Re: [PATCH] match.pd: Add std::pow folding optimizations.

Jennifer Schmitz Tue, 22 Oct 2024 01:47:18 -0700


> On 21 Oct 2024, at 10:51, Richard Biener <rguent...@suse.de> wrote:
> 
> External email: Use caution opening links or attachments
> 
> 
> On Fri, 18 Oct 2024, Jennifer Schmitz wrote:
> 
>> This patch adds the following two simplifications in match.pd:
>> - pow (1.0/x, y) to pow (x, -y), avoiding the division
>> - pow (0.0, x) to 0.0, avoiding the call to pow.
>> The patterns are guarded by flag_unsafe_math_optimizations,
>> !flag_trapping_math, !flag_errno_math, !HONOR_SIGNED_ZEROS,
>> and !HONOR_INFINITIES.
>> 
>> Tests were added to confirm the application of the transform for float,
>> double, and long double.
>> 
>> The patch was bootstrapped and regtested on aarch64-linux-gnu and
>> x86_64-linux-gnu, no regression.
>> OK for mainline?
>> 
>> Signed-off-by: Jennifer Schmitz <jschm...@nvidia.com>
>> 
>> gcc/
>>      * match.pd: Fold pow (1.0/x, y) -> pow (x, -y) and
>>      pow (0.0, x) -> 0.0.
>> 
>> gcc/testsuite/
>>      * gcc.dg/tree-ssa/pow_fold_1.c: New test.
>> ---
>> gcc/match.pd                               | 14 +++++++++
>> gcc/testsuite/gcc.dg/tree-ssa/pow_fold_1.c | 34 ++++++++++++++++++++++
>> 2 files changed, 48 insertions(+)
>> create mode 100644 gcc/testsuite/gcc.dg/tree-ssa/pow_fold_1.c
>> 
>> diff --git a/gcc/match.pd b/gcc/match.pd
>> index 12d81fcac0d..ba100b117e7 100644
>> --- a/gcc/match.pd
>> +++ b/gcc/match.pd
>> @@ -8203,6 +8203,20 @@ DEFINE_INT_AND_FLOAT_ROUND_FN (RINT)
>>    (rdiv @0 (exps:s @1))
>>     (mult @0 (exps (negate @1)))))
>> 
>> + /* Simplify pow(1.0/x, y) into pow(x, -y).  */
>> + (if (! HONOR_INFINITIES (type)
>> +      && ! HONOR_SIGNED_ZEROS (type)
>> +      && ! flag_trapping_math
>> +      && ! flag_errno_math)
>> +  (simplify
>> +   (POW (rdiv:s real_onep@0 @1) @2)
>> +    (POW @1 (negate @2)))
> 
> This one shouldn't need HONOR_SIGNED_ZEROS?
> 
>> +
>> +  /* Simplify pow(0.0, x) into 0.0.  */
>> +  (simplify
>> +   (POW real_zerop@0 @1)
> 
> I think this needs !HONOR_NANS (type)?
> 
> Otherwise OK.
Thanks for the feedback, Richard and Andrew. I made the following changes to 
the patch (current version of the patch below):
- also applied the pattern to POWI and added tests for pow, powif, powil
- not gate first pattern under !HONOR_SIGNED_ZEROS, but second one additionally 
under !HONOR_NANS (type)
- added tests for powf16


Now, I am encountering two problems:

First, the transform is not applied for float16 (even if 
-fexcess-precision=16). Do you know what the problem could be?

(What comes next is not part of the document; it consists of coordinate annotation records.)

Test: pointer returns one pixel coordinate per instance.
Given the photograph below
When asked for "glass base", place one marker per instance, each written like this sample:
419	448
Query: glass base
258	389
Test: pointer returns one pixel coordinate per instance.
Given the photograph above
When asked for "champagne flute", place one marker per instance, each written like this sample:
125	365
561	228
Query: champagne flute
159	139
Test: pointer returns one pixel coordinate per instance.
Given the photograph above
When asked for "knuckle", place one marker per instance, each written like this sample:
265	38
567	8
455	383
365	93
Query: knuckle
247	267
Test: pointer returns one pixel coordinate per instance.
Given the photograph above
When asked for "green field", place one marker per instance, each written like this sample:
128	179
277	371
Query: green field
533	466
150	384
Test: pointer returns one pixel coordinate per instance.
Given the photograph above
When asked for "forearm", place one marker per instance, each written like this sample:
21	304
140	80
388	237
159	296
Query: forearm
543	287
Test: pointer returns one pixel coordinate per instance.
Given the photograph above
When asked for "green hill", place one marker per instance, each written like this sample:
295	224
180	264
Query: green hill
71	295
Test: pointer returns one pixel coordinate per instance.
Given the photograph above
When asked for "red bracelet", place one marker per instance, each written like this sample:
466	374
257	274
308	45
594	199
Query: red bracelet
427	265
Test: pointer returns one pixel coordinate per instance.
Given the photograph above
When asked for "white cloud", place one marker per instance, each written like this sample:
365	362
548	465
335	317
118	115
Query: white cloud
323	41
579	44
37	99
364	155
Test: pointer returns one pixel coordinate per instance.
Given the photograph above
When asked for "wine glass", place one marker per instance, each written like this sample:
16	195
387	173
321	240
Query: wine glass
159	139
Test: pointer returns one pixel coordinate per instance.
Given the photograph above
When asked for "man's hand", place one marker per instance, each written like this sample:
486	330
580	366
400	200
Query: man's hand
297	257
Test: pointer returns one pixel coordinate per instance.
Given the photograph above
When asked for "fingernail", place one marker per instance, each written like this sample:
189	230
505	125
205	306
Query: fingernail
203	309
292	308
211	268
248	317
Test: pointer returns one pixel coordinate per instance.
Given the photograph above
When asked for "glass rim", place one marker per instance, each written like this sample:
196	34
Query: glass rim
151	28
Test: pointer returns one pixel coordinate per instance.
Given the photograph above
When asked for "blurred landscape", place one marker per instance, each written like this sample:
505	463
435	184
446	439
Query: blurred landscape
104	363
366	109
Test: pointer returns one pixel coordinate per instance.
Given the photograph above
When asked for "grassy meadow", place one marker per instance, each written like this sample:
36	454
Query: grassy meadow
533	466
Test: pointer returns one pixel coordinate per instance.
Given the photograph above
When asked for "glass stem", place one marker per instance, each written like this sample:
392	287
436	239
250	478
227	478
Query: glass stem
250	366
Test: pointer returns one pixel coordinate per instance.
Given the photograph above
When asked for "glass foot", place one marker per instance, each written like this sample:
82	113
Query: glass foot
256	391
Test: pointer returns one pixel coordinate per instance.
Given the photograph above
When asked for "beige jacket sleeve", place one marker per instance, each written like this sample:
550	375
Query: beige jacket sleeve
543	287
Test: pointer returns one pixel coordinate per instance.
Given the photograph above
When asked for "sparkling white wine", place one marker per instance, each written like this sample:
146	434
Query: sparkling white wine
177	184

Second, validation on aarch64 shows a regression in tests
  - gcc.dg/recip_sqrt_mult_1.c and 
  - gcc.dg/recip_sqrt_mult_5.c,
because the pattern (POWI(1/x, y) -> POWI(x, -y)) is applied before the recip 
pass and prevents application of the recip-patterns. The reason for this might 
be that the single-use restriction only work if the integer argument is 
non-constant, but in the failing test cases, the integer argument is 2 and the 
pattern is applied despite the :s flag.
For example, my pattern is **not** applied (single-use restriction works) for:
double res, res2;
void foo (double a, int b)
{
  double f (double);
  double t1 = 1.0 / a;
  res = __builtin_powi (t1, b);
res2 = f (t1);
}

But the pattern **is** applied and single-use restriction does **not** work for:
double res, res2;
void foo (double a)
{
  double f (double);
  double t1 = 1.0 / a;
  res = __builtin_powi (t1, 2);
  res2 = f (t1);
}

Possible options to resolve this are:
  - gate pattern to run after recip pass
  - do not apply pattern for POWI
What are your thoughts on this?
Thanks,
Jennifer

This patch adds the following two simplifications in match.pd for POW
and POWI:
- pow (1.0/x, y) to pow (x, -y), avoiding the division
- pow (0.0, x) to 0.0, avoiding the call to pow.
The patterns are guarded by flag_unsafe_math_optimizations,
!flag_trapping_math, !flag_errno_math, and !HONOR_INFINITIES.
The second pattern is also guarded by !HONOR_NANS and
!HONOR_SIGNED_ZEROS.

Tests were added to confirm the application of the transform for
builtins pow, powf, powl, powi, powif, powil, and powf16.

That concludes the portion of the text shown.